Monday, September 14, 2015

"Living Within Me" - 09/14/15 - Daniel 4-5

 “You are his son and have known all this, yet you’re as arrogant as he ever was. Look at you, setting yourself up in competition against the Master of heaven!" (5:22)




I can remember a couple of years ago watching the TV in disbelief, sadness in my heart, the flames shooting high into the night sky. Embers of various sizes were floating through the sky, remnants of a magnificent building. Because it was declared unfit, the firemen were unable to fight the fire from within. The Newcomb Hotel was declared a total loss around 11pm. All further efforts toward the fire were aimed towards neighboring buildings. With the winds picking up, there was a strong possibility, they also, could catch on fire.
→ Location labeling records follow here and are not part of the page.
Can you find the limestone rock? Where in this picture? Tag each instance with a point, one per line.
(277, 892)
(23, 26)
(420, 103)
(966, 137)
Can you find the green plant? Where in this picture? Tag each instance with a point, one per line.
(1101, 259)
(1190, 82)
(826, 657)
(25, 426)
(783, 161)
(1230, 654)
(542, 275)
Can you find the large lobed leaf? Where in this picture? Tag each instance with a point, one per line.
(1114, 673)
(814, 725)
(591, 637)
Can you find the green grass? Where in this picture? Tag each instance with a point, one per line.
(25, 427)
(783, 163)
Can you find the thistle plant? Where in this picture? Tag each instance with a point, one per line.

The next morning, it was still smoldering, no one was injured, the other buildings were safe, and the cause of the fire was under investigation, listed as "suspicious". They doubted if they would be able to determine the cause, due to the excessive damage.

The Newcomb Hotel was built in 1888 and when opened in 1889, it was considered one of the premier luxury hotels of the Midwest.  There are, and have been so many beautiful examples of architecture and design, in the city of Quincy, Il.  It is known for its beauty of not only buildings, but also for its trees.  And each time some of this beauty is removed, my heart is saddened. 

It isn't because I am in worship of the "things" I am saddened, it is the history, the stories they could speak of if they were able to talk.   I imagine the people and events which occurred within and about them.  How much we neglect to write down, so it is not forgotten, because all things will pass away.

The Newcomb Hotel had sat empty for 30 years and during that time, many attempts to develop it had fallen through, either due to funding, legislation, or plain ole politics.  Even though there were some windows boarded up, building materials could be seen sitting unused through the huge windows - you could still see a glimpse of its former glory.

It was thousands of years ago when ABBA created Adam, the first man.  Created him in His image, designed perfectly, for all His glory.  Just as He has designed each and every person since.  

If only, we wouldn't elect to allow sin to come into our being.  If only, we would learn from the past, those who were arrogant and we follow their lead becoming arrogant ourselves.  If only, we would stop putting "self" before ABBA. 


He created us with so many gifts, talents, and such beauty. 

Yet, how often are we "sitting there empty", with boarded up windows, His construction tools in complete view -  sitting there unused?  

How often do we try to cover up His glory with our own destruction?

How often do we become arrogant in the world's way of living our own lives, only to become a danger to ourselves and others? 

How often do we just sit and not use the beauty of Him  -  for Him - becoming "unfit"? 

"King Belshazzar held a great feast for his one thousand nobles. The wine flowed freely. Belshazzar, heady with the wine, ordered that the gold and silver chalices his father Nebuchadnezzar had stolen from God’s Temple of Jerusalem be brought in so that he and his nobles, his wives and concubines, could drink from them." (5:1-3)

King Nebuchadnezzar walked in arrogance of self and his son, Belshazzar, followed suit.  Daily, in my walk, I am in the process of forgiveness - either for someone or even myself.  This is so hard when a person knowingly attacks me, even when I focus on Christ Words as He hung on the Cross, "Father, forgive them, they know not what they are doing".  ABBA finally revealed to me, what  those persons do not know is the consequences they are creating and how the "ripple" will carry on.  It is enabling me to forgive everyone.  Yes, finally, everyone - for they really do not know what they are doing.   ABBA is giving me strength to do this as an example for our sons and daughter to see, to pass on. 

He has humbled me in my arrogance of not forgiving.  He has helped me to break the cycle.  I am so often in awe of the hearts of our children.  How they love like Him.
He has opened my eyes to my arrogance when not forgiving.   Believing  I am above Him, when actually I am nothing but an empty shell of a building.  I don't want to continue living in a building which has windows shattered with pride and arrogance, filled with the scattered debris of unforgiveness, anger and bitterness, not able to withstand the fires - which will come.  To live as a building falling victim to the "elements", because I have chosen not to use The Tools He has provided my upkeep.  There is no competition - He is the Master Architect and Designer.  I pray my "building" isn't ever listed as "unfit" - for when the fires do come, I desire Him to be fighting them from within.  I desire when persons look at me, they will see my "building" is filled with His glory.

Because He resides within my "building".